The proportion of patients who had an OS that exceeded two times the median OS was also higher in patients treated with an ICI compared with those treated with other drug classes, although to a lesser extent (30% v 23%). This corresponds to a 1.3 ratio compared with a 2.3 ratio for PFS. This difference might be explained by two factors. First, the threshold chosen of two times the median was lower for OS than for PFS (for the reasons explained at the beginning of the Discussion). This lower threshold might hamper the revelation of a difference that might occur later during follow-up. Second, one cannot exclude that patients in the non-ICI arms have been treated eventually with an ICI, which potentially dilutes the effect when considering OS. Crossover was indeed allowed in five of the trials retrieved in our study. For example, 58% of patients crossed over in the nivolumab versus chemotherapy NSCLC trial.[19] Reporting of long-term OS data will be key to estimate the real effect on OS.

One of the limitations of our study is the small number of non-ICI arms, which hampered the separate evaluation of the proportion of durable responses in patients treated in the various control arms. We attempted as well to include in our study phase III trials that did not involve ICI arms to have a better representation of patients treated with chemotherapy and targeted therapy. The follow-up was too short in these studies to estimate the proportion of patients who experienced a PFS that exceeded three times the median PFS. However, the lower proportion of patients who experienced durable responses to other drugs than ICIs in our study confirms the usual short-lived responses reported with chemotherapy and targeted therapy (mainly those related to the occurrence of resistance mutations in this latter case).

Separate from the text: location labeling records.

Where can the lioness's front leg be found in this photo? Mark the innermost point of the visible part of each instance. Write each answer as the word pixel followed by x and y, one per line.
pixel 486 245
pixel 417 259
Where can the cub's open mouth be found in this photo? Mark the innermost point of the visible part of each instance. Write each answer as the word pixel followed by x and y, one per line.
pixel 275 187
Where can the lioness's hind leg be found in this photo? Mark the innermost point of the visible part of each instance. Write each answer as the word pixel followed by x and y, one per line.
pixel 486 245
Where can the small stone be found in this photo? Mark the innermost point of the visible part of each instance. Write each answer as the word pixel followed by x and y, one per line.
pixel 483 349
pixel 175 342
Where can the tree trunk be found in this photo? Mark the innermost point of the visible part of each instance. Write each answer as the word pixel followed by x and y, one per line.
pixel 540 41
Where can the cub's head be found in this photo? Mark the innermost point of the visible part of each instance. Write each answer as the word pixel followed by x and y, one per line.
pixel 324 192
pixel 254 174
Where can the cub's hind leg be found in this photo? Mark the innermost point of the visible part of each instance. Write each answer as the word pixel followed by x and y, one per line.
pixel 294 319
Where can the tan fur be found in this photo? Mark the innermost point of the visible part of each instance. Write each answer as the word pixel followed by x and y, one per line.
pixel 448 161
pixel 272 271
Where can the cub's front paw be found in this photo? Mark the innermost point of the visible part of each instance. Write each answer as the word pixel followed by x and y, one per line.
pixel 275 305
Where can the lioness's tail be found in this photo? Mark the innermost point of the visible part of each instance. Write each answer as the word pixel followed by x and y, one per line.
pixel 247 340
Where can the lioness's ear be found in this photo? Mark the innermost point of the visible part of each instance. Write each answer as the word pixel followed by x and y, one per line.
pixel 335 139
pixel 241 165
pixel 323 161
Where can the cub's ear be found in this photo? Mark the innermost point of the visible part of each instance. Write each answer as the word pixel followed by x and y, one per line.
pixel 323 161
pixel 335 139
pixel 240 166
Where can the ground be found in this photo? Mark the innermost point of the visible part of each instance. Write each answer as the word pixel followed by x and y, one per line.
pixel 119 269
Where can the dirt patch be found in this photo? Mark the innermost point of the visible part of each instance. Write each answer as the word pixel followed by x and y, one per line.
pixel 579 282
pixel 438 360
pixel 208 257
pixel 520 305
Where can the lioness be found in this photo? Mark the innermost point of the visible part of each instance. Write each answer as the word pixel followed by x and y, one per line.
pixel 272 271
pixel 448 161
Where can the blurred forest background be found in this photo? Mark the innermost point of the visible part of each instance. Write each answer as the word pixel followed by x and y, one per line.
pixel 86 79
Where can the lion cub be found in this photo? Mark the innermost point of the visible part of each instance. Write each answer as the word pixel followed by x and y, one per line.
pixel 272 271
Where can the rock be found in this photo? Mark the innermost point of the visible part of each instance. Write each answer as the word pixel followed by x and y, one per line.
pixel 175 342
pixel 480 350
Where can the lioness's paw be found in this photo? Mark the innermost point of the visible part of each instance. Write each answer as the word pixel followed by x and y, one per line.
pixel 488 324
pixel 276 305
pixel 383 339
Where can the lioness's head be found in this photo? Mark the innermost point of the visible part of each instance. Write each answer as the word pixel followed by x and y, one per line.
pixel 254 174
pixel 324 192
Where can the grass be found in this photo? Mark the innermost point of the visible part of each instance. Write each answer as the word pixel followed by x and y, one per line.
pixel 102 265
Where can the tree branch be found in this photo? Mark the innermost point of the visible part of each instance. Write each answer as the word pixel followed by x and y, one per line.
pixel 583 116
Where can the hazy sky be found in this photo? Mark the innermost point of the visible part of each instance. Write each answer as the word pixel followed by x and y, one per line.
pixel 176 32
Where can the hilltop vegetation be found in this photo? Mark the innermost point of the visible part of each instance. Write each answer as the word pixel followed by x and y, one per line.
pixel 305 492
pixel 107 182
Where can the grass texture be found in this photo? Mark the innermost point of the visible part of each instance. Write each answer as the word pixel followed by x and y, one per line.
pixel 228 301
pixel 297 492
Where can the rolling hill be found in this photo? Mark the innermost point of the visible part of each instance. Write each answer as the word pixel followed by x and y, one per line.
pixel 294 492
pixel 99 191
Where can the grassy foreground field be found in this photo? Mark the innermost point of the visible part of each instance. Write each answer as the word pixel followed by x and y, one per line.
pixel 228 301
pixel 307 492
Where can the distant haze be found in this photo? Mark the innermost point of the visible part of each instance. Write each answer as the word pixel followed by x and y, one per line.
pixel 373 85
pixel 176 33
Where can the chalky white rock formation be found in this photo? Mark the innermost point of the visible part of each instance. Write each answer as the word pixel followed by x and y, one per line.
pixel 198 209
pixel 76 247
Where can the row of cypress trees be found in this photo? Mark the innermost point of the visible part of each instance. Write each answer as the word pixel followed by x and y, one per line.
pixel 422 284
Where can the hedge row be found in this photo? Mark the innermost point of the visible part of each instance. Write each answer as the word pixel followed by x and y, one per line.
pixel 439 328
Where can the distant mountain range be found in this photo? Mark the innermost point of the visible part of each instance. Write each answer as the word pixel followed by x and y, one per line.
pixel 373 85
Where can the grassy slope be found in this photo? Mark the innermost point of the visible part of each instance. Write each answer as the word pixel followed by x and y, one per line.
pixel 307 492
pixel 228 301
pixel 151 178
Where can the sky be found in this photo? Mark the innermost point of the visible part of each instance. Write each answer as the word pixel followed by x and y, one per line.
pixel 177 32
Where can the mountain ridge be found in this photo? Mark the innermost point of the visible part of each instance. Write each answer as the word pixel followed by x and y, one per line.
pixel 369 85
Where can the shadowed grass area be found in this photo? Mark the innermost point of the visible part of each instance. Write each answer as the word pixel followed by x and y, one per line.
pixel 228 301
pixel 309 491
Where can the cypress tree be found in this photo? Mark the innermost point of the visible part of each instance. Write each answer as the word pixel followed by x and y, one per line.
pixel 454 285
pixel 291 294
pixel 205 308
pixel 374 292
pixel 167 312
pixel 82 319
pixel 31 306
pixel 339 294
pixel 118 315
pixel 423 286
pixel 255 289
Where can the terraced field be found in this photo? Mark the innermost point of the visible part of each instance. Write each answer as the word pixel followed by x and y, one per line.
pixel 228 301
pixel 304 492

Another limitation is that our study was limited to published papers in PubMed. How the inclusion of unpublished, sometimes negative trials might have affected the results remains to be determined. Finally, we restricted our analysis to trials with sufficient follow-up to estimate the proportion of patients who experienced a durable response, as defined in Patients and Methods under Statistical Analyses, which means that the use of our end point cannot be generalized to all trials.

In conclusion, our pooled analysis of randomized phase III trials objectively confirms that durable responses are more frequent with ICIs than with other drug classes, especially with ICIs that target PD-1 and PD-L1. Our study also shows that durable responses according to our definition are not specific to ICIs because this phenomenon also exists with targeted therapies and chemotherapy, although to a lower extent. The identification of predictive biomarkers of efficacy, and especially durable response, is of upmost importance to select patients who will need only a single-agent ICI and patients for whom a drug combination will be necessary. The ongoing initiatives that aim to decipher the molecular landscape of exceptional responders to anticancer therapies (eg, identifier: NCT02243592) are essential in that aim.